Chapter 12
Conclusion

“Great things are not done by impulse, but by a series of small things brought together.”

Vincent van Gogh

Most business enterprises today are data-rich but poor in insights. For example, the oil and gas industry has historically captured data for operations and compliance, and today they are aggressively building capabilities to convert the captured data to insights [Wethe, 2018]. In transforming data into insights, this book offers practical guidance with these ten key analytics best practices on what one can do for successfully delivering analytics initiatives for the organization:

Tie stakeholders’ goals to questions and KPIs. This best practice can be realized with:
- Identify stakeholder’s business and analytics goal
- Strengthening the goal statement with pertinent questions
- Refining the strengthened goal statement with KPIs.
Build a high performing team for analytics. This can be implemented by:
- Data literacy as the foundation
- A strong analytics leader such as the CDO
- Staffing the team across the entire data lifecycle (DLC)
- Hypothesis-based methodology
- Execution mechanism for data analytics.
Understand the data from the analytics view. Realization of this best practice is with:
- Profiling the enterprise data
- Transforming the native state of data into the analytics view
- Balancing the cost and business value in deriving the analytics data types.
Source data strategically.
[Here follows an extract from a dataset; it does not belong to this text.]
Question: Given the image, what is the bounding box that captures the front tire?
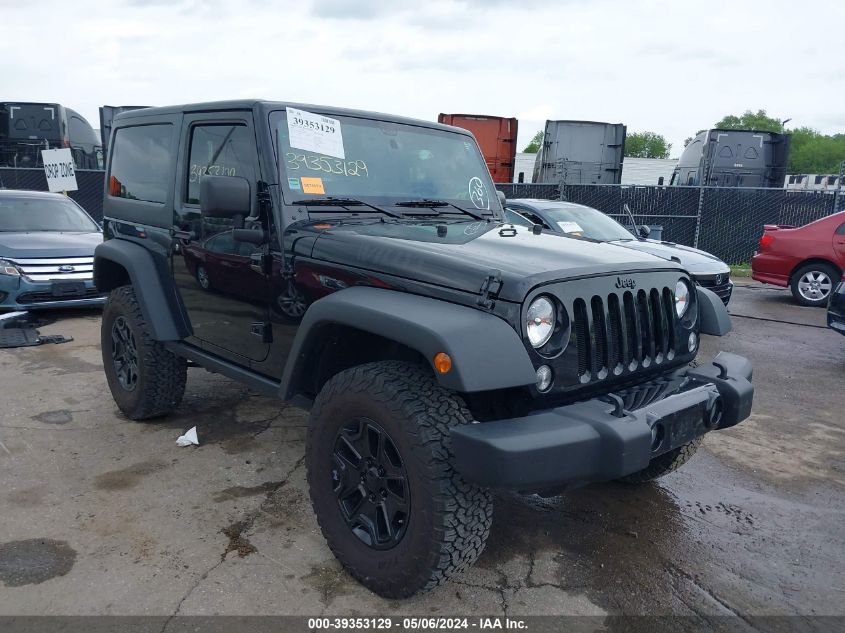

This best practice can be implemented by:
- Data sampling
- Feature engineering (FE)
- Acquiring new data and blending it with existing data.
Make data compliance an integral part of analytics. This can be delivered with:
- Compliance to external and internal mandates
- Compliance to business purpose
- Compliance to transparency.
Focus on descriptive analytics for data literacy. This can be implemented by:
- Use data to build the data-driven culture
- Building data pipelines
- Implementing reports and dashboards.
Use continuous refinement and validation as the mainstay of advanced analytics. This best practice can be realized with:
- Cross-validation of data
- Validation of output from multiple algorithms
- What-if scenarios on the independent variables to optimize business resource utilization.
Leverage analytics for data monetization. This best practice can be delivered with:
- Data architecture
- Embedded analytics
- Data products.
Support analytics with data governance. Realize this best practice by:
- Identifying the data assets to be governed
- Identifying the data owner, data stewards, and data custodians of these data assets
- Setting up the process and KPIs to govern these data assets.
Implement insights for business results. This can be implemented by:
- Data storytelling
- Change management.

These ten best analytics practices were applied in an analytics program in an OFS (Oil Field Services) company. The first section of this chapter will share details on how these best practices were applied in this OFS company. Also, throughout the book, the discussion was focused on delivering good analytics and insights. If successful analytics depends on senior management support, stakeholder alignment, data architecture, quality data, the right algorithms, and change management, how does bad analytics look? The second section of this chapter is on bad analytics. Lastly, deriving insights rely on the statistical models. So, what are the key statistical tools required to derive business insights? In all, this chapter looks at three main topics – a case study, what bad analytics looks like, and the key statistical tools for analytics.

Before we look at these three topics, Figure 12.1 summarizes the different types of business analytics discussed so far.

Case study: Data insight product for Payload Technologies

The ten best analytics practices discussed in the previous chapters were implemented in Payload (PL) Technologies (https://www.payload.com/), a Canadian Oil Field Services (OFS) technology company based in Calgary, Canada. Payload has two flagship cloud SaaS (Software-as-a-Service) products – eTicket and eManifest. These two products, which are used for digitizing oil movement regulatory documents, can be accessed as a web application or as a mobile application.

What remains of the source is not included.